Initial Improved Performance
Strength coach Pavel Tsatsouline believes that the best way to get better at an exercise you struggle with is to perform it frequently. One of the best ways to do this is perform a near-maximum number of repetitions every day -- a technique known as greasing the groove. If you can just about perform 30 push-ups with good form, then by doing this every day, over time they will get easier and you will be able to perform more push-ups.
Improved Muscular Size
When performing push-ups, your chest, shoulders and triceps have to work hard to control your descent, and then contract quickly to push you from the floor. Your core muscles also play a role in keeping your torso straight and your lower back and hips from dropping. Natural body-builder Dr. Clay Hyght believes that regular push-up training alongside a strength-based gym routine can help to add lean muscle mass to your upper body.
For muscle growth to occur, and strength to increase, your muscles and nervous system must be constantly tested -- a principle known as progressive overload. After a few weeks, or even days, of performing 30 push-ups every day, you will no longer find them too difficult. This will mean that progressive overload has ceased and your muscle and strength gains may diminish.

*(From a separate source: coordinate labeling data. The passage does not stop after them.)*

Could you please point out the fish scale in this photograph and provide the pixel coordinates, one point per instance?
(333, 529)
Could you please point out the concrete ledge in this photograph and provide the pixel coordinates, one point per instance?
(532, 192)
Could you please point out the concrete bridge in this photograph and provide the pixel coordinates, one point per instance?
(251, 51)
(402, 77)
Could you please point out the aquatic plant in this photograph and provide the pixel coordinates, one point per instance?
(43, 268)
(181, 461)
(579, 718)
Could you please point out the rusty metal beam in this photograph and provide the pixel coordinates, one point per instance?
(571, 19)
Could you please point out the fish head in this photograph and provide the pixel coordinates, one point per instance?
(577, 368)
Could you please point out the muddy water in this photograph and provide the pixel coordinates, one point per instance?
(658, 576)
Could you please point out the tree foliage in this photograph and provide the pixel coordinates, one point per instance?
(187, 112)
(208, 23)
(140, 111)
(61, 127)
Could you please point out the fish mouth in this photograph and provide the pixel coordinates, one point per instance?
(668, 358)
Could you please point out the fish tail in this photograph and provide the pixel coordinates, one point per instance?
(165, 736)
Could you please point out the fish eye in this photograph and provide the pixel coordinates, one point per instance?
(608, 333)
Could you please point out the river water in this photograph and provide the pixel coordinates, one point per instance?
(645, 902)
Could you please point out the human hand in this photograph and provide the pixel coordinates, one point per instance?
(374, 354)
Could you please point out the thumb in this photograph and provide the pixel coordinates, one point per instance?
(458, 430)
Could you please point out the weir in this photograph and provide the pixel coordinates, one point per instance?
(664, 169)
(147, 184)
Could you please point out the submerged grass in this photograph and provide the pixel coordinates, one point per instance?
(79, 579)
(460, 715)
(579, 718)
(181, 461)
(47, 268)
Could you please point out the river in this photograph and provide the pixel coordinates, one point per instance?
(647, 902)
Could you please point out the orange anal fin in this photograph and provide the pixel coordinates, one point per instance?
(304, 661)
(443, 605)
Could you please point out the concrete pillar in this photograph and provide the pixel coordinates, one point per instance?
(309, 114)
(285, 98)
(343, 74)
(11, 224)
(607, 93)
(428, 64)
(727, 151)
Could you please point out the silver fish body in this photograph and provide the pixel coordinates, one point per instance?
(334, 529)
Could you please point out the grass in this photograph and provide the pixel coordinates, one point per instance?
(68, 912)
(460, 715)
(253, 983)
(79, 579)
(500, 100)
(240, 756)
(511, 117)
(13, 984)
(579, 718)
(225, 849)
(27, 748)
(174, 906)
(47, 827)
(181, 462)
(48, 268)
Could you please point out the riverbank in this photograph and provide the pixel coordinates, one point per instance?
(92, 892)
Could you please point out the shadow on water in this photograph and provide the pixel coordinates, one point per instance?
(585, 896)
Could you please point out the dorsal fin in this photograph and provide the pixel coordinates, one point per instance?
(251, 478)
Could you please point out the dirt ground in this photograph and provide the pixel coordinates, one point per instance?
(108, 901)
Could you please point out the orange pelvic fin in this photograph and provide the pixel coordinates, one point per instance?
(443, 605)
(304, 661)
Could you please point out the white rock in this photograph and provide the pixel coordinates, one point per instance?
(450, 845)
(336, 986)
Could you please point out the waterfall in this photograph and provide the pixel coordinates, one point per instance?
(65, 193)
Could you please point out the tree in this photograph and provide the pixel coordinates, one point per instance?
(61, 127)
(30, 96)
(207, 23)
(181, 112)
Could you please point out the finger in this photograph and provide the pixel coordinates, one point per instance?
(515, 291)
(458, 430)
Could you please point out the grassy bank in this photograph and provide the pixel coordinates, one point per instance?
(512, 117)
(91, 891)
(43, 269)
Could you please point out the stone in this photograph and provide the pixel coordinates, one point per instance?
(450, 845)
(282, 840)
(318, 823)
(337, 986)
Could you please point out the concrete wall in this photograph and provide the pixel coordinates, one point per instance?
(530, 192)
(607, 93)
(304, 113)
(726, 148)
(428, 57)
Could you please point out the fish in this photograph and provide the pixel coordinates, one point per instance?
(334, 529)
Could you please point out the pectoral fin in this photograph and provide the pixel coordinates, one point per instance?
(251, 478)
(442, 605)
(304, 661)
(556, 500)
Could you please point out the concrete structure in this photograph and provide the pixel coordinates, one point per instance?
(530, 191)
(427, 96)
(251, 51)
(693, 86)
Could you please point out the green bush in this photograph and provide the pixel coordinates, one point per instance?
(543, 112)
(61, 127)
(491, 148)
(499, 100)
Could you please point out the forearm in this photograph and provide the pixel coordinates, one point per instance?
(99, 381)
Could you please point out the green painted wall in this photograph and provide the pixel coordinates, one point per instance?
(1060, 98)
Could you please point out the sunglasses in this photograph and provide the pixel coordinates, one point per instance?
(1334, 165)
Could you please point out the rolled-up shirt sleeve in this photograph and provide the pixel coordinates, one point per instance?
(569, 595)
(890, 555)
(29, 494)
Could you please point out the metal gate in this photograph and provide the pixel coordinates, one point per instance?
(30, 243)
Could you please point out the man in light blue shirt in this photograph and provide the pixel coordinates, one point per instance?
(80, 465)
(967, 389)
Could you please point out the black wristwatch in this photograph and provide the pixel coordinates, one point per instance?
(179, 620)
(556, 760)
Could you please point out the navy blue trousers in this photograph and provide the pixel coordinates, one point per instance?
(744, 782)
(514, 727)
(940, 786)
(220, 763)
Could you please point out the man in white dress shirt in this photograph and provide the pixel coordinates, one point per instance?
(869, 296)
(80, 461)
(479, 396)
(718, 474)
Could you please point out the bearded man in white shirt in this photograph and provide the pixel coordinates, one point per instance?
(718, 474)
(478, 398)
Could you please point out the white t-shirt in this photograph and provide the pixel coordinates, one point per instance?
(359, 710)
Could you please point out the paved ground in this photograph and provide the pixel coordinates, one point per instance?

To avoid this, you may wish to consider doing more push-ups, making them more difficult by adding weight to them, or changing your body position.
Kyphosis is a common postural imbalance, often referred to as a hunched back. It generally appears when the rhomboid muscles of your upper back are not worked enough, and become weak, and your chest and anterior shoulder muscles are overworked and become extremely tight. This pulls your shoulder blades forward and rounds your back.
Performing push-ups every day can lead to a tightness of the chest and shoulder muscles, which could contribute to the development of kyphosis. If you want to do 30 push-ups every day, then make sure you include at least 30 repetitions of an upper back exercise such as inverted rows, face pulls and cable rows.